A questão dos salários baixos já era uma condicionante no turismo antes da pandemia. “Em Portugal ganha-se pouco. O que devemos sobretudo fazer é criar condições de remunerar melhor quem merece”, sustentou o presidente da Vila Galé.
“Os salários já estão a aumentar, sobretudo com processos de transferência que estão a verificar-se de pessoal de uns hotéis para outros”, referiu Raul Martins, presidente da AHP. O presidente da associação lembrou que uma subida generalizada de salários levaria inevitavelmente a um aumento de preços nos hotéis. “E 40% do nosso mercado é interno. Suportaria que vendêssemos quartos muito mais caros?”, questionou.
“O turismo não tem futuro se não tiver pessoas”, lembrou Cristina Siza Vieira, presidente executiva da AHP, frisando que “a adaptação aos novos tempos mexe profundamente com a forma como até aqui se fazia a contratação, é uma revolução. A situação já não é os trabalhadores a adaptarem-se às empresas, é as empresas a terem de se adaptar aos trabalhadores “.
“EMPREGADOS DE MESA NÃO PODEM SER SÓ CARREGADORES DE PRATOS”
Como recrutar? Que adaptações as empresas têm de fazer para captar e reter os trabalhadores pós-pandemia? Foram os temas de sinopse que o painel do congresso dedicado ao ‘capital humano’ se propôs abordar.
“A matéria-prima principal do nosso sector são as pessoas.
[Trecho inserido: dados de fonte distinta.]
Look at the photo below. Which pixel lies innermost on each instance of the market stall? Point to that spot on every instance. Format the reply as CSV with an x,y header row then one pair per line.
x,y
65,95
Se somos tão bons e recebemos tantos prémios, porque não fazer uma subida de preços em linha com a qualidade do que oferecemos em termos de produto?”, destacou Marta Sotto-Mayor, formadora e consultora em hotelaria. “Haja a coragem de cobrar o que vale o produto das nossas organizações, sem medo de perder os clientes”.
Mas este objetivo implica uma viragem total na forma como os trabalhadores são encarados pelas empresas turísticas que os empregam. “Os decisores não podem ter empregados de mesa que são só carregadores de pratos, na verdade eles ajudam a vender a gastronomia ou os vinhos, e podem contribuir muito para o aumento da rentabilidade”, sustentou a formadora. “Todos pedimos turistas de qualidade, que pagam bem, e não poderão sentir essa qualidade com um mero carregador de pratos”.
Perante o atual problema de falta de mão-de-obra, e a fuga de trabalhadores para outros sectores que se acentuou com a pandemia, Marta Sotto-Mayor advertiu que de nada serve os hoteleiros “deitarem as mãos à cabeça”, e que “novos problemas não podem ser resolvidos com as velhas respostas”.
O caminho para “a retenção e capacitação de pessoas” no turismo passa também pela componente do “salário emocional “, ou seja, programa de benefícios, incluindo seguros de saúde ou mesmo inscrição em ginásios, adoptados ao perfil de cada trabalhador – até porque as funções de turismo são tradicionalmente mal pagas, mas exigentes a nível de horários, indicaram especialistas ouvidos neste painel.
“Vamos ter de investir muito dinheiro (na captação e formação de recursos humanos), mas tem de ser canalizado para as pessoas que efetivamente queremos reter, e cada vez mais há que dar valor à remuneração variável “, apontou Rita Almada, gestora no grupo Sonae de ‘people analytics’, ferramenta de apoio à gestão na tomada de decisões sobre recursos humanos.
“Falamos de escassez de mão-de-obra, num momento de pressão das empresas para geração de valor e que obriga a um controle de custos mais apertado, e na verdade estamos a viver uma guerra de captação de talentos “, concluiu.